Saudi Arabia: Heading into a new era?


Saudi Arabia approved an ambitious $72b plan in order to reduce its dependency on hydrocarbons. The reductions are a pillar of the National Transformation Program (NTP) the Saudi cabinet approved on Monday.

This program suggests the creation of 450 000 jobs in the private sector by 2020. Moreover, the “Vision 2030” states that around 5% of Saudi Aramco will go public with an IPO. In addition, it suggests a 40% cut in public expenditures.The target is to create the largest investing fund of around 2 trillion dollars in order to restructure the economy of the Kingdom.

The prince of Saudi Arabia stated that the plan is to transform Saudi Aramco from an oil company into an energy and industrial conglomerate. Furthermore, the Public Investment Fund will also be part of the comprehensive vision to reform the economy and invest in different sectors.

This plan comes in a time where the oil industry looks to rebalance. Prices after a long time started to increase. Demand from Asia is increasing again and many competitors of Saudi’s oil were shut down after this long price war between them. Half of shale gas industries were closed in the USA; North Sea oil companies and others announced losses, staff cuts and production reductions.

Why now?

The price war was, in general, considered as a statement from Saudi that they can still control the oil market. They forced many companies to shut down and reconsider their strategy. This price war hurt Saudi Arabia’s economy as well. Last year’s national reserves shrank by 13%. It seems that the oil price war is over, but is it really?

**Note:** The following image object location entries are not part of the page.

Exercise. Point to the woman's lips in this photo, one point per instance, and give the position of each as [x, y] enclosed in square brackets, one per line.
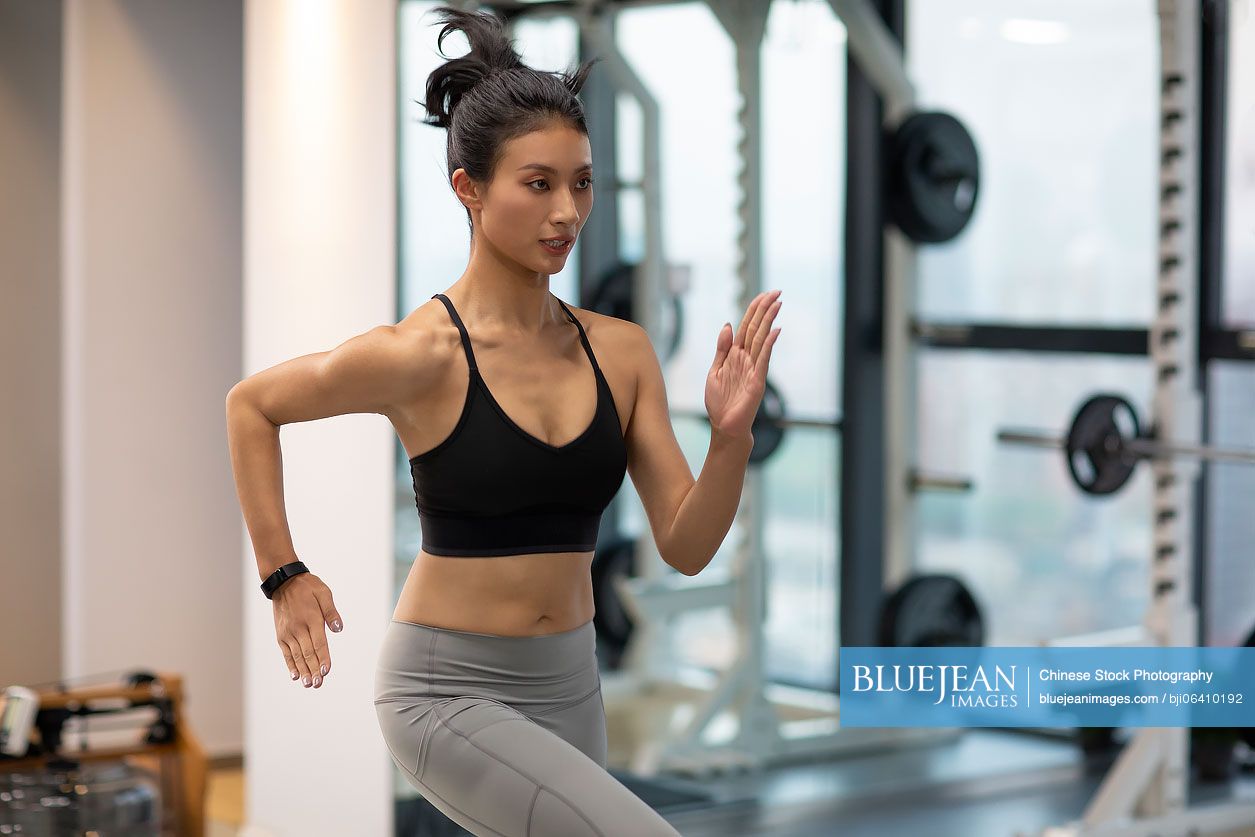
[557, 251]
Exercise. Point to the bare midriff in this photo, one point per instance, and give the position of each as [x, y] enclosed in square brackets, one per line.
[508, 595]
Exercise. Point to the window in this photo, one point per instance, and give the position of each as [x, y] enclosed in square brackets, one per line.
[685, 58]
[1043, 559]
[1239, 298]
[1066, 222]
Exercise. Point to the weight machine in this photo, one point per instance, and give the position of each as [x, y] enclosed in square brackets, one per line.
[936, 163]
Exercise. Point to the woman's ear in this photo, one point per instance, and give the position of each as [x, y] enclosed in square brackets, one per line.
[467, 190]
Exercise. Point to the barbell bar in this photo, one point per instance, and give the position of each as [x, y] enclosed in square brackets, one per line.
[1105, 444]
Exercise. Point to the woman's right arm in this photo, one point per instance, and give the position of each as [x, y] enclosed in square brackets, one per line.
[370, 373]
[378, 372]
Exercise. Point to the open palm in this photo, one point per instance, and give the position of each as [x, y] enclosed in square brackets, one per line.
[738, 375]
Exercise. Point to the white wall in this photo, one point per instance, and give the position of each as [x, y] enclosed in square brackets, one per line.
[319, 269]
[30, 355]
[151, 335]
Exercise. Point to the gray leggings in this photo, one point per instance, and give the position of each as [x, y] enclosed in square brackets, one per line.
[505, 734]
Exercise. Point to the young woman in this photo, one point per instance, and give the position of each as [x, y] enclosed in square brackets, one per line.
[522, 415]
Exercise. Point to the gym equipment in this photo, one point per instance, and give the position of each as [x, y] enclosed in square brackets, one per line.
[934, 176]
[931, 610]
[613, 296]
[1146, 789]
[1105, 444]
[152, 783]
[610, 619]
[772, 723]
[65, 798]
[769, 423]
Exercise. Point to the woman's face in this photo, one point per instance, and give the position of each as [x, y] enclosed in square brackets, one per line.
[542, 190]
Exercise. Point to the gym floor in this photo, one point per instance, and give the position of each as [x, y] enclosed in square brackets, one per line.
[980, 783]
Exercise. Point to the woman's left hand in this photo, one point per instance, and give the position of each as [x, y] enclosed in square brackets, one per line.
[738, 375]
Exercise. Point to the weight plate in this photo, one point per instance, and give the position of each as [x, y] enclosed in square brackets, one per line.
[767, 429]
[610, 618]
[931, 610]
[934, 177]
[1098, 457]
[613, 296]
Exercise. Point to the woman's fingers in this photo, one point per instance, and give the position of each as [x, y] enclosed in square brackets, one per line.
[753, 315]
[762, 328]
[306, 677]
[310, 655]
[293, 669]
[766, 355]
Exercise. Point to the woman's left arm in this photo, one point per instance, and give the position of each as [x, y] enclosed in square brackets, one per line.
[690, 517]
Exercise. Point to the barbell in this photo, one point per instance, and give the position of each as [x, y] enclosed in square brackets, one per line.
[1106, 443]
[769, 422]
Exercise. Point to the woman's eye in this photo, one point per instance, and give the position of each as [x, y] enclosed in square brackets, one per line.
[589, 180]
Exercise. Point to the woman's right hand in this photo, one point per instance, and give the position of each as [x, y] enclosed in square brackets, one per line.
[303, 610]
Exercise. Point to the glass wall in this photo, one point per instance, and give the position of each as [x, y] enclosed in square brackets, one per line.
[1066, 223]
[1231, 382]
[1240, 170]
[687, 60]
[1064, 236]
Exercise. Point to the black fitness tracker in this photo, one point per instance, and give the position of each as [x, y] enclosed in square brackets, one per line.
[279, 576]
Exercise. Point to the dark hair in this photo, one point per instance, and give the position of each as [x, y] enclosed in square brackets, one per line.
[490, 97]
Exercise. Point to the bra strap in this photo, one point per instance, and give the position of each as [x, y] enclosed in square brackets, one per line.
[584, 338]
[462, 329]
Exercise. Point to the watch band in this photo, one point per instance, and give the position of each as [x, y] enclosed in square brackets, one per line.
[279, 576]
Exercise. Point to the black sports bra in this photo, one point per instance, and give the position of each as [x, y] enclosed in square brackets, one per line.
[493, 488]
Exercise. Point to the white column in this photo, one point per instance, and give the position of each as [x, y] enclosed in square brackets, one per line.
[319, 269]
[151, 264]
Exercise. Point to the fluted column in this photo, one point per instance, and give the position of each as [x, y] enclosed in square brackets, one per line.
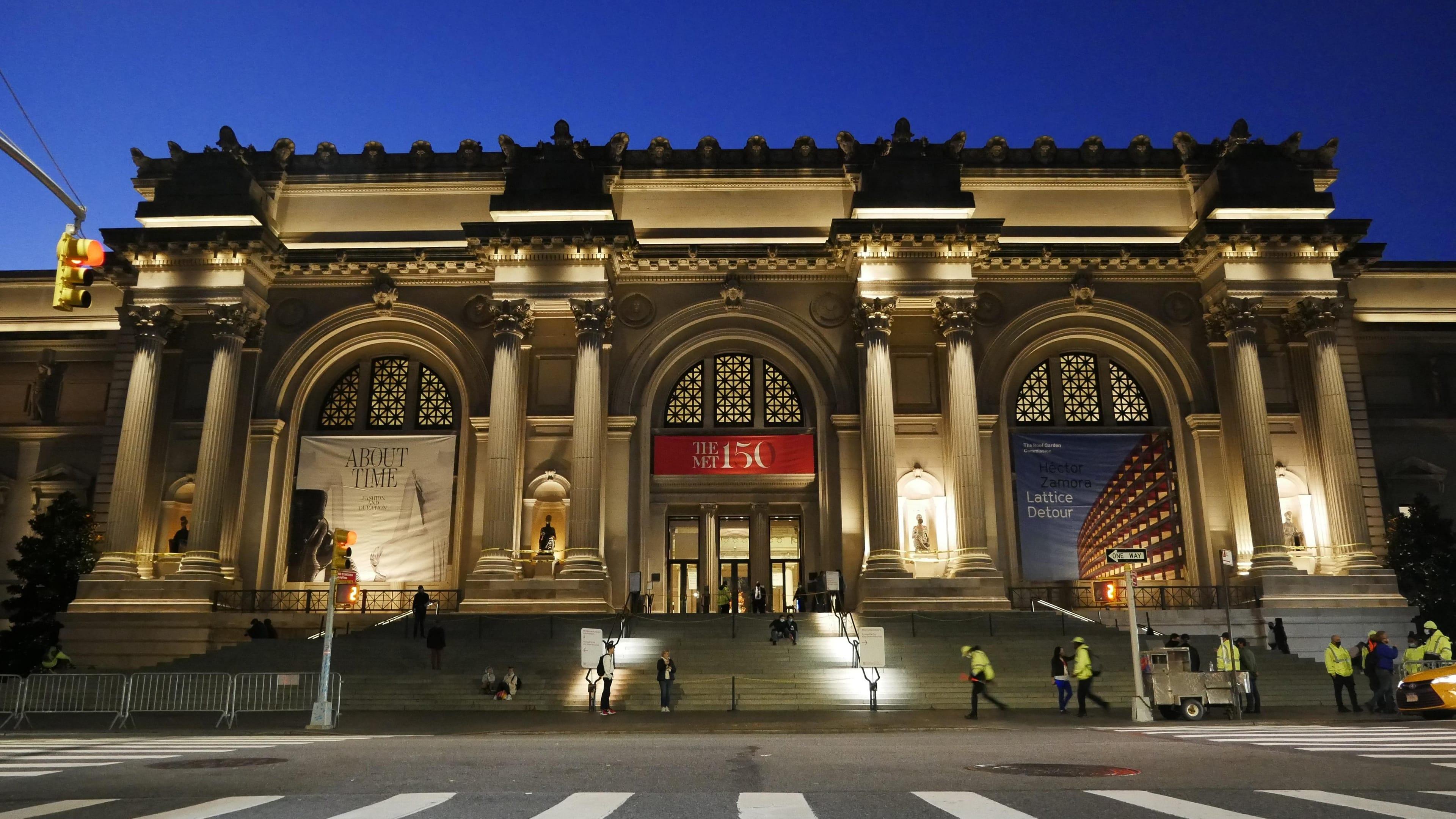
[1345, 494]
[879, 436]
[1238, 321]
[203, 560]
[151, 327]
[503, 457]
[587, 439]
[957, 320]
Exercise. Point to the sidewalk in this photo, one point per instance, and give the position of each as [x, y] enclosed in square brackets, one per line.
[443, 723]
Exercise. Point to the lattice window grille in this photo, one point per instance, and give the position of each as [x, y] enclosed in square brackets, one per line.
[388, 392]
[1034, 397]
[685, 407]
[1079, 392]
[436, 409]
[341, 403]
[781, 403]
[1129, 403]
[733, 390]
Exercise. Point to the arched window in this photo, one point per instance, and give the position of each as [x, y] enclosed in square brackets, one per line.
[1081, 390]
[404, 395]
[734, 390]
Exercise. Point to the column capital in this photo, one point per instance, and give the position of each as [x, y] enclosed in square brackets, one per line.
[1312, 315]
[235, 321]
[1232, 315]
[875, 315]
[513, 317]
[154, 323]
[593, 315]
[956, 314]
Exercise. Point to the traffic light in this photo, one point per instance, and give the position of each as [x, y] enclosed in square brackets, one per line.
[75, 257]
[1107, 592]
[343, 540]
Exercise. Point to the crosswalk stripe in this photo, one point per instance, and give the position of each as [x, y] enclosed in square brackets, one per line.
[1360, 803]
[587, 805]
[1168, 805]
[397, 806]
[759, 805]
[215, 808]
[966, 805]
[52, 808]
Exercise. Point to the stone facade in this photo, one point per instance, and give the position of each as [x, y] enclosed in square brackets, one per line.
[590, 323]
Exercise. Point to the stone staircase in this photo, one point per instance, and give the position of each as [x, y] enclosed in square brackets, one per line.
[723, 662]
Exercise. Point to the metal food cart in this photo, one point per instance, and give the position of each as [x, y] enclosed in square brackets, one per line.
[1181, 691]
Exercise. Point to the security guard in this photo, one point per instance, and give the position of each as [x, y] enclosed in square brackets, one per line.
[1438, 646]
[1228, 656]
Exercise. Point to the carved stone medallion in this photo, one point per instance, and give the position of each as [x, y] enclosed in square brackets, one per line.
[635, 309]
[829, 309]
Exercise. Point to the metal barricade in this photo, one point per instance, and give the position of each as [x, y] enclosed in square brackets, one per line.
[282, 693]
[209, 693]
[75, 694]
[12, 693]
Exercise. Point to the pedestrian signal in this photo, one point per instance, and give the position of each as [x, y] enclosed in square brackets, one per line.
[343, 540]
[1107, 592]
[75, 257]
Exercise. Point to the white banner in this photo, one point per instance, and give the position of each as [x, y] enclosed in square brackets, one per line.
[397, 492]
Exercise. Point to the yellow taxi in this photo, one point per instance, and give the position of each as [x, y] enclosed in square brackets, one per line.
[1430, 694]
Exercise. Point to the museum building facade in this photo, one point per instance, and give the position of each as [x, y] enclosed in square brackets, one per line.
[573, 378]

Many believe that the upward pressure in oil prices came by factors that were not expected. Canadian forest fires forced production cuts, Nigerian attacks in oil production areas and the sudden increase in demand for oil from Asian countries are some of the events that drove prices up.

Nevertheless, the increase in prices may bring back the shale industry in the USA. If not now then soon. Will this mean a new price war? It looks unlikely. The potential costs that may rise again will be severe even for Saudi’s economy.

Saudi is planning its future moves early before it is too late. After this plan was introduced, many thought that the price war was a necessary evil to gain time for Saudi to achieve their plans. They forced many suppliers to go out from the market, reducing competition and gaining more time to plan the restructuring of their economy. Saudi Arabia showed that it is not willing to give up its share in the oil market unless they want to. But their moves show one thing:

As any era (copper, iron, coal) ends so it will happen to oil. Not because the world will run out of oil but because new technologies will be invented. Renewable energy production is increasing and new projects are approved worldwide to enhance the production even further. Resource efficiency is improving day by day to achieve better allocation and use of resources.

Saudi Arabia is heading ahead to the new era of no oil dependency. Their moves are based on the principle of getting ready before it is too late. Whether these moves will affect the oil industry is yet to be seen. But the certainty is that Saudi Arabia is getting ready to leave the oil industry in the next 20 to 30 years.